Investors Jump Into Stocks at Record Pace With Correction Behind
(Bloomberg) -- The good times have returned for stock funds, weeks after the first correction in two years.
Equity funds enjoyed a record $43.3 billion inflow in the week to March 14, Bank of America Merrill Lynch said in a report, citing EPFR Global fund flow data. U.S. stock funds saw $34.6 billion of new money, an unprecedented amount, suggesting confidence in the economic outlook in spite of trade tensions and personnel shifts in the Trump administration.
A bumper U.S. payroll number at the end of last week signaled the U.S. labor market remains strong and will keep driving economic growth. Accompanying wage growth figures showed a cooling from a pace that spurred financial turbulence last month on concern that the Federal Reserve could raise interest rates faster.
Still, the S&P 500 is on track for a loss this week, down 1.4 percent as of Thursday’s close. Trump’s sudden firing of U.S. Secretary of State Rex Tillerson and his appointment of Larry Kudlow as economic adviser has raised concerns about increasing trade protectionism.
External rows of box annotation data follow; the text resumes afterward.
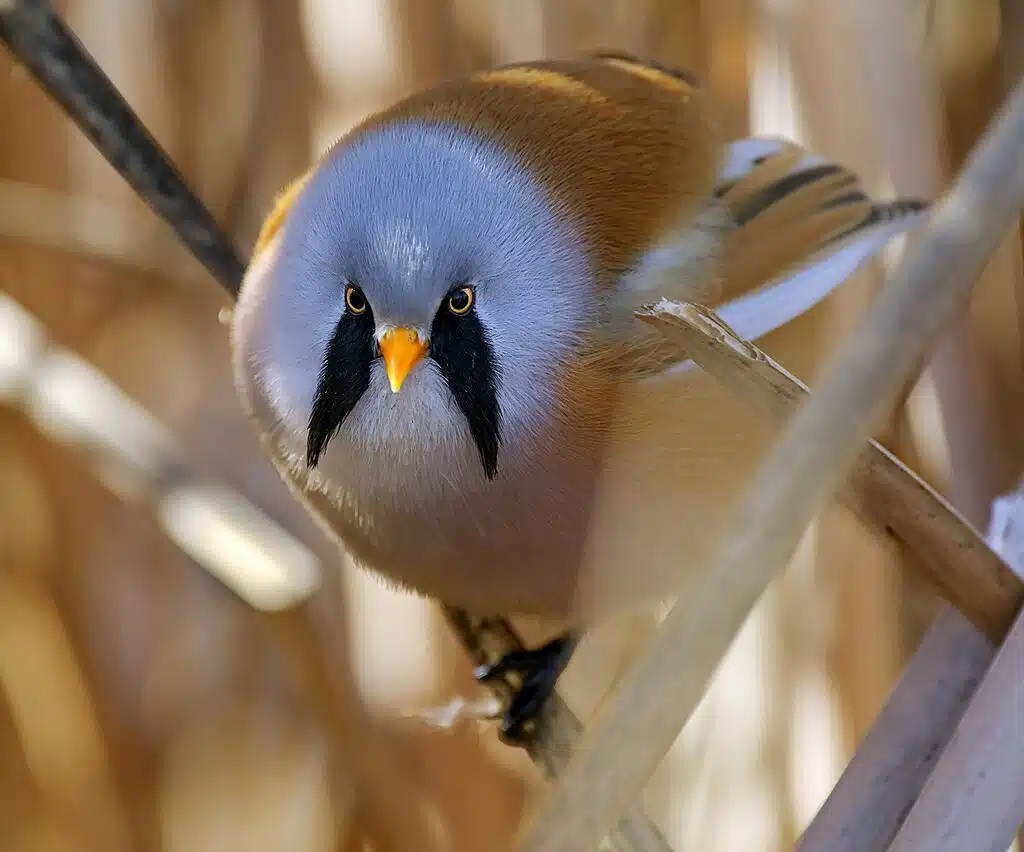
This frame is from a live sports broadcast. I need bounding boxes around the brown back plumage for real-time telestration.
[331,54,722,287]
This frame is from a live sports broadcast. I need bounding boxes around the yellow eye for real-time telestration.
[449,287,473,316]
[345,285,367,316]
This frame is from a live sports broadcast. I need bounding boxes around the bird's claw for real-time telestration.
[473,634,575,747]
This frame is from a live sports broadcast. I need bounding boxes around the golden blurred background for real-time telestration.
[0,0,1024,852]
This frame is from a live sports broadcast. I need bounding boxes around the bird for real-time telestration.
[229,50,929,741]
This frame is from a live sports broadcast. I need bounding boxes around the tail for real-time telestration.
[715,138,928,339]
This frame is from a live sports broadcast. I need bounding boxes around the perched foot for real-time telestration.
[474,633,577,746]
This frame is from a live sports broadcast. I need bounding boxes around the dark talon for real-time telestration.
[473,634,577,747]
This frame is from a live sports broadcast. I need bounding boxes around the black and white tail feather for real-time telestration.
[715,137,928,340]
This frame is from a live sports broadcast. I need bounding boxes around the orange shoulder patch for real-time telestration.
[590,50,699,94]
[253,169,313,258]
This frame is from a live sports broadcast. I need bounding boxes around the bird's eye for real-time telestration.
[345,285,367,315]
[449,287,473,316]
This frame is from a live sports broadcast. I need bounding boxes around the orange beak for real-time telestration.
[380,329,427,393]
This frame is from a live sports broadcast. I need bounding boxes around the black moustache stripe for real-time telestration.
[430,307,502,479]
[306,308,376,468]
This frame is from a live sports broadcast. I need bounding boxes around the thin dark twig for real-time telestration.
[0,0,246,298]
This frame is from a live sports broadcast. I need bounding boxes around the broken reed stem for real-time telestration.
[512,76,1024,852]
[442,606,672,852]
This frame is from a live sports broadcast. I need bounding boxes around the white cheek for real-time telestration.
[253,256,344,435]
[478,275,590,444]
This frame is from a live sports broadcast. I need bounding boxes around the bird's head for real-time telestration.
[236,122,593,489]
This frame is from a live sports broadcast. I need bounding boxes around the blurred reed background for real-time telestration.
[0,0,1024,852]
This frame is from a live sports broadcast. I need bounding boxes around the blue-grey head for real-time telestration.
[247,121,594,479]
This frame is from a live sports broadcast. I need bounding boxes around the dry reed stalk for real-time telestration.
[520,71,1024,852]
[639,303,1024,642]
[889,593,1024,852]
[641,305,1024,852]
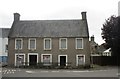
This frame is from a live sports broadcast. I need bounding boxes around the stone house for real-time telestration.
[8,12,90,67]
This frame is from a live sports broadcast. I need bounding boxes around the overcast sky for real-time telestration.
[0,0,119,44]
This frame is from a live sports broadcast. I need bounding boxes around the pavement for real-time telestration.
[0,67,120,77]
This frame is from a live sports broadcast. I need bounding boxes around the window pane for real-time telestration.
[78,56,84,65]
[43,55,50,64]
[77,39,83,48]
[16,55,24,66]
[16,40,22,49]
[45,39,50,49]
[30,40,35,49]
[61,39,66,49]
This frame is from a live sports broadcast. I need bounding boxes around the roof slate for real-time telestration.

It’s not just U.S. stocks that are in high demand. Investors added to Japanese funds for a fifteenth straight week, bringing year-to-date inflows to $31 billion. Emerging market equities have seen $41 billion of investment so far this year.
There may still be signs that the volatility of earlier this year isn’t over, however. Investors took money out of high-yield bonds for the ninth straight week -- the longest streak since 2007, when the global financial crisis began. While overall bond flows were positive, buyers were sticking to investment grade and, to a lesser extent, government securities. The figures added to evidence of concerns about credit.